Retumbó el trueno, comenzó a llover y Lalita se guareció bajo la techumbre. Pantacha siguió en la baranda, recibiendo el agua en las piernas. Minutos después cesó la lluvia y el claro se llenó de vapor. La cabaña del práctico ya no tenía luz, patrona, ya se dormiría, y ése fue sólo un anuncio, el aguacero de veras les caería a los huambisas en plena fiesta. El Aquilino se habría asustado con los truenos, seguro, y Lalita saltó de la escalerilla, iba a verlo, cruzó el claro y entró a la cabaña. Fushía tenía las piernas sumergidas en las vasijas y la piel de sus muslos era, como la greda del recipiente, sonrosada y escamosa. Manoteaba el mosquitero sin dejar de mirarla, Fushía, ¿por qué tenía vergüenza?, y lo arrancó y se cubrió, y ahora gruñía, ¿qué tenía de malo que lo viera?, y doblado en 46s trataba de alcanzar la bota, Fushía, si a ella no le importaba, y al fin la atrapó y se la arrojó, sin apuntar: pasó junto a Lalita, chocó contra el camastro y el niño no lloró. Lalita volvió a salir de la cabaña. Caía una lluvia fina, ahora.

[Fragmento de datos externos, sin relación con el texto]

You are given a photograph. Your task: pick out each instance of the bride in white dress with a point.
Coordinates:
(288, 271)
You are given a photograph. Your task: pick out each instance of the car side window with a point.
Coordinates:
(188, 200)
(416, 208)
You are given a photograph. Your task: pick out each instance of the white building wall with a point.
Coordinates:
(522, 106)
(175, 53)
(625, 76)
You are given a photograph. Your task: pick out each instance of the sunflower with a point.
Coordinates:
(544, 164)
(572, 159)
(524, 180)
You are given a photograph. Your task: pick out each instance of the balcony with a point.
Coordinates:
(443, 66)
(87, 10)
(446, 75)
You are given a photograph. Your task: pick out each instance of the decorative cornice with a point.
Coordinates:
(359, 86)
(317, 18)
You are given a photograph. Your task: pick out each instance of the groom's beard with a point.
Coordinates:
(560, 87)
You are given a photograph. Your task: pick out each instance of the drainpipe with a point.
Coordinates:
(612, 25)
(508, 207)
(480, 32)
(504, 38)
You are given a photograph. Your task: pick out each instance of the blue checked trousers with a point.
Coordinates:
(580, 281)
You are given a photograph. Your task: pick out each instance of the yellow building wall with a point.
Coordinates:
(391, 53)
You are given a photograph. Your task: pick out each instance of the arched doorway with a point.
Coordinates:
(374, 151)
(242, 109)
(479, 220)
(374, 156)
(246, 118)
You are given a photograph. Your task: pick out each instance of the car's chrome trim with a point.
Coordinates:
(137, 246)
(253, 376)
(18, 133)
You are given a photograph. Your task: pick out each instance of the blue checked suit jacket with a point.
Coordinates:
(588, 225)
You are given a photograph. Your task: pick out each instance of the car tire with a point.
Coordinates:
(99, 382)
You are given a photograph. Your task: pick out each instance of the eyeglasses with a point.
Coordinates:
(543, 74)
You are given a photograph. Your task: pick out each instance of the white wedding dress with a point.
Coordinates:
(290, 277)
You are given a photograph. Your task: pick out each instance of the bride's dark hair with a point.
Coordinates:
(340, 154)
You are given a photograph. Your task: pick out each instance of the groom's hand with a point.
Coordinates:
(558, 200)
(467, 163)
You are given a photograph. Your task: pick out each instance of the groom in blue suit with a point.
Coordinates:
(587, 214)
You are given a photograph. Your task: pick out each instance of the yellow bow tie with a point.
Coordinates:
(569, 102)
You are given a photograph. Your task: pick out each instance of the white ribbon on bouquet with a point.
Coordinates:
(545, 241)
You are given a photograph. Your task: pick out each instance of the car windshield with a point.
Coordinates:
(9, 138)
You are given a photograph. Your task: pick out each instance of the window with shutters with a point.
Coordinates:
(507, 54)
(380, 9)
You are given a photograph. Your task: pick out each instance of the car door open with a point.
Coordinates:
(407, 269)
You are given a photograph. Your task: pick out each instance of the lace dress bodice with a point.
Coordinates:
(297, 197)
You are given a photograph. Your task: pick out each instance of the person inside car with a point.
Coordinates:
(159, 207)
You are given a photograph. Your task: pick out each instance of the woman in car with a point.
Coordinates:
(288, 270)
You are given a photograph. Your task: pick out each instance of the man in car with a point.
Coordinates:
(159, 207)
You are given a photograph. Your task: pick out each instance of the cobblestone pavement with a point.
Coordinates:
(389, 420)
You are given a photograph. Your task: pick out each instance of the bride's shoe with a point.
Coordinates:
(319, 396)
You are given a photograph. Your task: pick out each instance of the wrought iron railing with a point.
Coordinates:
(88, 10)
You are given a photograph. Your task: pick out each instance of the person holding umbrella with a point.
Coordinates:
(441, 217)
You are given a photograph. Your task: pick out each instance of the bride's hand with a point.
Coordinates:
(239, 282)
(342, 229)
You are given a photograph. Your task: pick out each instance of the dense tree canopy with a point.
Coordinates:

– ¿Y a los que se mueren, viejo? -dijo Fushía-. ¿Los entierran ahí mismo?

– Seguro que ahí mismo -dijo Aquilino-. No los van a echar al Amazonas, no sería de cristianos.

– ¿Siempre vas a estar de un lado a otro por los ríos, Aquilino? -dijo Fushía-. ¿No has pensado que un día te puedes morir en la lancha?

– Quisiera morirme en mi pueblo -dijo Aquilino-. Ya no tengo a nadie en Moyobamba, ni familia ni amigos. Pero me gustaría que me enterraran en el cementerio de allá, no sé por qué.

– A mí me gustaría también volver a Campo Grande -dijo Fushía-. Averiguar qué fue de mis parientes, de mis amigos de muchacho. Alguien se debe acordar de mí todavía.

– A veces me arrepiento de no tener socio -dijo Aquilino-. Muchos me han ofrecido trabajar conmigo, poner un capitalito para una lancha nueva. A todos les tienta pasarse la vida viajando.